Alternatively, it’s the reopening in the US that seems to be buoying sentiment. This morning NYMEX WTI is trading at its most distinguished levels after early March, with the market trading comfortably over US$67/bbl.
The narrowing in WTI’s discount to Brent is proof of a relatively more constructive market. WTI was lately trading at a discount of less than US$2.50/bbl to Brent. This is the closest this spread has been after early December. The demand forecast for the US remains supportive, with the economy proceeding to reopen.
At the same time, we are also on to officially enter the summer driving season, which should further boost gasoline demand. After March last year, the 4-week average demand for gasoline lately converged at the 9MMbbls/d mark for the first time.
Nevertheless, the market mustn’t get too caught up in the more favorable demand outlook for the US, as elsewhere, there are still matters. Several countries in Asia seem to be going the wrong way, so alternatively, we see more tightening of easing restrictions. In Australia, the state of Victoria yesterday performed a week-long lockdown, flaring up in coronavirus cases in Melbourne.
Aside from demand, the other factor that the market demands to keep a close eye on is how Iranian nuclear talks proceed.

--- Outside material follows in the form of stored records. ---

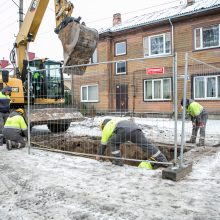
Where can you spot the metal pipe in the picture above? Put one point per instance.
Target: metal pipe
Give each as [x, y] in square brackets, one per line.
[175, 108]
[20, 13]
[184, 110]
[28, 101]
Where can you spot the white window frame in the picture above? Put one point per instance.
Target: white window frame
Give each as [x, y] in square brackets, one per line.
[123, 53]
[94, 57]
[116, 65]
[148, 41]
[161, 99]
[87, 94]
[201, 38]
[205, 84]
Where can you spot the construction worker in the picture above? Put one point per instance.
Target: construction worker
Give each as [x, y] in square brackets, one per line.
[4, 108]
[199, 117]
[15, 130]
[118, 131]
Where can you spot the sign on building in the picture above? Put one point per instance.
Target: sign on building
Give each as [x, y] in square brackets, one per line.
[155, 70]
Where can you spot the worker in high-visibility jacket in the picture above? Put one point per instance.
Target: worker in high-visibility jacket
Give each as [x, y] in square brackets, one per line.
[15, 129]
[118, 131]
[199, 117]
[4, 108]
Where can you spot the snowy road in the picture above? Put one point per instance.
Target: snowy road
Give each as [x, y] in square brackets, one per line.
[45, 185]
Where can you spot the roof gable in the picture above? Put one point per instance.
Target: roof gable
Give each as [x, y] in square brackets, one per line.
[164, 14]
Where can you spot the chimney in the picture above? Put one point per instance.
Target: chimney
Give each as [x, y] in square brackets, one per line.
[116, 19]
[190, 2]
[31, 55]
[3, 63]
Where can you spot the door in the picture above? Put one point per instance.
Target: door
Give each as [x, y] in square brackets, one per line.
[121, 98]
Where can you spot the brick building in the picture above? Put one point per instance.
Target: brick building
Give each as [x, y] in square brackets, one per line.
[129, 52]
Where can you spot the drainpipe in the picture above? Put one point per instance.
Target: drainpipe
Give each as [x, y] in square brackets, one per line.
[172, 37]
[175, 95]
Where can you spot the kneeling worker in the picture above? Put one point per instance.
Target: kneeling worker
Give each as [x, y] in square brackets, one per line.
[15, 129]
[117, 131]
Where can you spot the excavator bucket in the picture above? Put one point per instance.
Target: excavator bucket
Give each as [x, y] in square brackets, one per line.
[79, 43]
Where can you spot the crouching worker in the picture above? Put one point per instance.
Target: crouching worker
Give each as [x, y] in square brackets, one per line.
[199, 117]
[15, 129]
[115, 132]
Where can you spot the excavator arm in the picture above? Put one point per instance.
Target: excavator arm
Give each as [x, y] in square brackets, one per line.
[79, 41]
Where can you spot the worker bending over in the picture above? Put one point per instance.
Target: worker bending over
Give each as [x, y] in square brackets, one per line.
[199, 117]
[4, 108]
[15, 130]
[117, 131]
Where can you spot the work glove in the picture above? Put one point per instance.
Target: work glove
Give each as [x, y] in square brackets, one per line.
[201, 124]
[101, 151]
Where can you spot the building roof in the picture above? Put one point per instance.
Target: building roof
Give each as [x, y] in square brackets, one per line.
[164, 14]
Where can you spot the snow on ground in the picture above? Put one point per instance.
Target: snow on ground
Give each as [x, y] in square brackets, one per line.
[45, 185]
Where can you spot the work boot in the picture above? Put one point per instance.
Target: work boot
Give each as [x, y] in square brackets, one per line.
[118, 162]
[192, 140]
[8, 145]
[201, 143]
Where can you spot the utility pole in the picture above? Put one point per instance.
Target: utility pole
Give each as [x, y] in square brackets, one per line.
[21, 8]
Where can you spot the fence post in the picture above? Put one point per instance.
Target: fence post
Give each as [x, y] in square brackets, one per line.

Industrial metals rebounded after reports that President Biden is preparing to reveal a US$6t budget for the coming fiscal year. LME base metals increased nearly 3% after the news. LME 3M copper passed to above US$10,000/t yesterday and proceeded to find support from increasing supply risks in Chile.
Reuters stated that a union of remote workers for BHP’s Escondida and Spence mine stepped off the job early on Thursday. In computing, the market received a warning of possible supply risks from China. Chinese Vice Premier Han Zheng guarantees that China runs its target for peak carbon discharges through 2030 and net-zero by 2060 on time.
Supply risks have increased after Baotou city was disappointed to catch the so-called ‘dual control’ target. Meantime, both aluminum and zinc smelters from Yunnan province have been required to decrease operations because of a power shortage.